LRP Coverage — Levels, Endorsement Lengths & What's Covered
LRP coverage is a federally subsidized price floor on cattle sold within a chosen window. You pick how much of the Expected Ending Value to insure (the coverage level) and how far out the protection runs (the endorsement length). This page walks through both and explains what LRP does and doesn't cover.
Coverage Levels (70%–100%)
The coverage level is the share of the Expected Ending Value you want to lock in. Higher coverage means a higher floor but a higher premium and a smaller subsidy share:
- 95–100% → 35% federal subsidy (most protection, most cost)
- 90–94.99% → 40% subsidy (most common choice)
- 85–89.99% → 45% subsidy
- 80–84.99% → 50% subsidy
- 70–79.99% → 55% subsidy (cheapest premium, lowest floor)
Endorsement Lengths (13–52 Weeks)
Endorsements run in fixed lengths: 13, 17, 21, 26, 30, 34, 39, 43, 47, and 52 weeks. Choose the length whose end date is closest to when you actually plan to market the cattle. Coverage that ends weeks before or after your sale exposes you to gap risk.
What LRP Coverage Does and Doesn't Do
Covered
- National price decline below your coverage price
- Indemnity paid automatically — no claim needed
- Eligible for federal subsidy + BFR/VFR bonus
Not covered
- Death loss, disease, theft
- Local basis (cash price vs. national settlement)
- Price rallies — you don't share in the upside
- Cattle you've already sold before endorsement end
Annual Coverage Limits
- Up to 25,000 head of feeder cattle per crop year
- Up to 12,000 head of fed cattle per crop year
- Endorsements can be layered across multiple sale dates within those caps
See your coverage options now
The calculator shows every available coverage level and endorsement length side by side for tonight's published rates.

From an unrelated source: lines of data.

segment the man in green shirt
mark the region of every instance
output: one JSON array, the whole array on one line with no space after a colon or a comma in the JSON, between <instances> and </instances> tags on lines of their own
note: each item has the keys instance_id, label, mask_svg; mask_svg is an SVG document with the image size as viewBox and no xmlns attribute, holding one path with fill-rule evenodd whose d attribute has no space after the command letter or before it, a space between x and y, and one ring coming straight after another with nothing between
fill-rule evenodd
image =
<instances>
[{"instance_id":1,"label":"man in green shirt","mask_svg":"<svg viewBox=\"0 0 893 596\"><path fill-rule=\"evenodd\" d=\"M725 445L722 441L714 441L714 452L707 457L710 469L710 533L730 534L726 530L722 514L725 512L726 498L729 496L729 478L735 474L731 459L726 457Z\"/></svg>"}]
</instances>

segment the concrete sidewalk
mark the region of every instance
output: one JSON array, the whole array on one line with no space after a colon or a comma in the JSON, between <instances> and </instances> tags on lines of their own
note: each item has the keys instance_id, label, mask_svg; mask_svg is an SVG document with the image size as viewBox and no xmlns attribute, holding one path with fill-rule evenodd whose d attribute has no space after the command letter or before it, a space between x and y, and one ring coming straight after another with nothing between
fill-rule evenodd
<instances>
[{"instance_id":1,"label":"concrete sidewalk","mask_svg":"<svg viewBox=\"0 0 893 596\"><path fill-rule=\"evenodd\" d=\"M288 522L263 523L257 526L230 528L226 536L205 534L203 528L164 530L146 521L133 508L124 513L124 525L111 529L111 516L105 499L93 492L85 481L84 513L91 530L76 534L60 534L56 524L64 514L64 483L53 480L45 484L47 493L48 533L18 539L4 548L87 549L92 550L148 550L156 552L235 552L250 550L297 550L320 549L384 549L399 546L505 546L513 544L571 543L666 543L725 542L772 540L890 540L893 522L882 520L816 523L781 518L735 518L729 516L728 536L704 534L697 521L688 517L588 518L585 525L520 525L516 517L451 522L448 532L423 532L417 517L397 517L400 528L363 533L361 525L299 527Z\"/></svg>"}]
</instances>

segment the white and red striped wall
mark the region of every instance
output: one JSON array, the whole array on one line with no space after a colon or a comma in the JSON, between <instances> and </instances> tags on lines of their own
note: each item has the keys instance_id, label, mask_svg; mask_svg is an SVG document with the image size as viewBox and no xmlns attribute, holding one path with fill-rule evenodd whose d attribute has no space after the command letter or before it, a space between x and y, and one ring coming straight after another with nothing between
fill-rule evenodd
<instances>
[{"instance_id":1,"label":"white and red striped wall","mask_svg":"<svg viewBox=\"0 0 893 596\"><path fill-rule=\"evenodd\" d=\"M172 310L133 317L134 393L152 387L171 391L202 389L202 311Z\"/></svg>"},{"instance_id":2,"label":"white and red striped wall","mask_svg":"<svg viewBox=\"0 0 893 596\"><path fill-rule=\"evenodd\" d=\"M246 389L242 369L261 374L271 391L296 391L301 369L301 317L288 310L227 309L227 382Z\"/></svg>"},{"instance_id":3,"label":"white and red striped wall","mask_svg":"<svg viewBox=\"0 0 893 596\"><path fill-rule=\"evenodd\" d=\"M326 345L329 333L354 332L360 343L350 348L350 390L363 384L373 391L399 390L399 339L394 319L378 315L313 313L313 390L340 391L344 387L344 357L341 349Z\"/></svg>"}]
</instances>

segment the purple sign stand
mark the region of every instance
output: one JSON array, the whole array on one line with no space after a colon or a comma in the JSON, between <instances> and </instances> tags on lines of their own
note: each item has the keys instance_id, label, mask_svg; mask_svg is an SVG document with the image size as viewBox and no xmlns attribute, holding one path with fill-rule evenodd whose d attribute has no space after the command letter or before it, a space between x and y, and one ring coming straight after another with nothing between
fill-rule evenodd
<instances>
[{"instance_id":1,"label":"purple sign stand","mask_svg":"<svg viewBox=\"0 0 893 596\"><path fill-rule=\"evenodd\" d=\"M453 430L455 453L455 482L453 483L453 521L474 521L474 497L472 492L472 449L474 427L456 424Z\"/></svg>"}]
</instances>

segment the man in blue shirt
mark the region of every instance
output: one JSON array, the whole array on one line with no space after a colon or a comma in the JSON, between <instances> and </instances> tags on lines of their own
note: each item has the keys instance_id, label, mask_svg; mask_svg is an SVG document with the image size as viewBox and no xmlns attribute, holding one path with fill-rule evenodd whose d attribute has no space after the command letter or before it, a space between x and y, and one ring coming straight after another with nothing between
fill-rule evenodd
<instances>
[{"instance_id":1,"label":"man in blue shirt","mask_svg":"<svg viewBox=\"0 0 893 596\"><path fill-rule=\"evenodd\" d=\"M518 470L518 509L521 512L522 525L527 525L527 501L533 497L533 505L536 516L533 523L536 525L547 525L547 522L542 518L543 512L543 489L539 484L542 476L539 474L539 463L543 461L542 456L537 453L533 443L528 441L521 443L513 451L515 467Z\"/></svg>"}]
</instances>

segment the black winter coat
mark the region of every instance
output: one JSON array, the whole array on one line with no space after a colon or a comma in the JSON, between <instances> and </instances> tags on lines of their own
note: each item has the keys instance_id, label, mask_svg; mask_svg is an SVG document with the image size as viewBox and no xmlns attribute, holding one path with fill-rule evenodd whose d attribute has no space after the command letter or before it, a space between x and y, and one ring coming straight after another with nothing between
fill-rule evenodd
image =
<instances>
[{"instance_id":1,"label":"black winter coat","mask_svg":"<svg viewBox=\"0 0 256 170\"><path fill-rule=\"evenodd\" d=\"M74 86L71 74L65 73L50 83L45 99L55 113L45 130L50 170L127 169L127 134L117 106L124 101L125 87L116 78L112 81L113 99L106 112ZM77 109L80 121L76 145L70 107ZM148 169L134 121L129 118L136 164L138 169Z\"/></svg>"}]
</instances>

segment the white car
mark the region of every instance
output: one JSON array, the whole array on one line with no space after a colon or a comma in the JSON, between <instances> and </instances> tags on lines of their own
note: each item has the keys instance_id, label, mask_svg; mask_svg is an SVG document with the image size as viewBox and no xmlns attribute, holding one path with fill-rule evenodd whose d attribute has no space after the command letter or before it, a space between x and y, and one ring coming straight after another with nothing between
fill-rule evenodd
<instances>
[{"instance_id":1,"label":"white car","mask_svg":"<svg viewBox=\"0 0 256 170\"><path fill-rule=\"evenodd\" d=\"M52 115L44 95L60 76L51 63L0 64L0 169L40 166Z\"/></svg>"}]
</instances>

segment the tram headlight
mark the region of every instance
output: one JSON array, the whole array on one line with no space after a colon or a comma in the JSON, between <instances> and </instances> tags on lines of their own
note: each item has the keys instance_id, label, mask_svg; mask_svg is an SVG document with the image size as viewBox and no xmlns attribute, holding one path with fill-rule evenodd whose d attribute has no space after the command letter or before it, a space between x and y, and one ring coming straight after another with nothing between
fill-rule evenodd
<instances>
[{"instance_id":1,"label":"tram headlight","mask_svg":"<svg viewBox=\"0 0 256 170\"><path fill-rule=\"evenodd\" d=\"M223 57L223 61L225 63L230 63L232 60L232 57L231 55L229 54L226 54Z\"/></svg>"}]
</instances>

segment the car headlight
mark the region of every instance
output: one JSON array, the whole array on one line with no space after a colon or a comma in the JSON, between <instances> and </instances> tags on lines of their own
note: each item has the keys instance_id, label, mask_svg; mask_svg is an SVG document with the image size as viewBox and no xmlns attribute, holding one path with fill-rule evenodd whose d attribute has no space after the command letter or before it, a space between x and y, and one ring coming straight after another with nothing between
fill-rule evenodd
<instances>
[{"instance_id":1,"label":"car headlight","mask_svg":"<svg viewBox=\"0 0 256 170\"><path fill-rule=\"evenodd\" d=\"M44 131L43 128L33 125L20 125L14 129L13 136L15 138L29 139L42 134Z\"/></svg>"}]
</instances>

Run a Live Coverage Quote →LRP Coverage FAQ
What does LRP coverage actually cover?
LRP coverage is a price-floor policy. It pays you the difference if the national Actual Ending Value at the end of your endorsement falls below your selected coverage price. It does not cover death loss, disease, theft, or local basis differences — only national price decline.
What coverage levels are available?
LRP coverage levels run from 70% to 100% of the Expected Ending Value in fixed steps. Higher coverage means a higher price floor but a higher premium and a smaller federal subsidy percentage. Most producers choose between 90% and 95%.
What endorsement lengths can I choose?
LRP endorsement lengths range from 13 to 52 weeks: 13, 17, 21, 26, 30, 34, 39, 43, 47, and 52 weeks. Match the length to when you expect to market the cattle — coverage ends near your sale date.
Can I have multiple LRP coverages at once?
Yes. You can layer endorsements across different cattle groups, different sale dates, and different coverage levels. Total insured head per crop year is capped (currently 12,000 head of fed cattle and 25,000 head of feeder cattle).
Informational only — confirm coverage limits and eligibility with a USDA-approved crop insurance agent.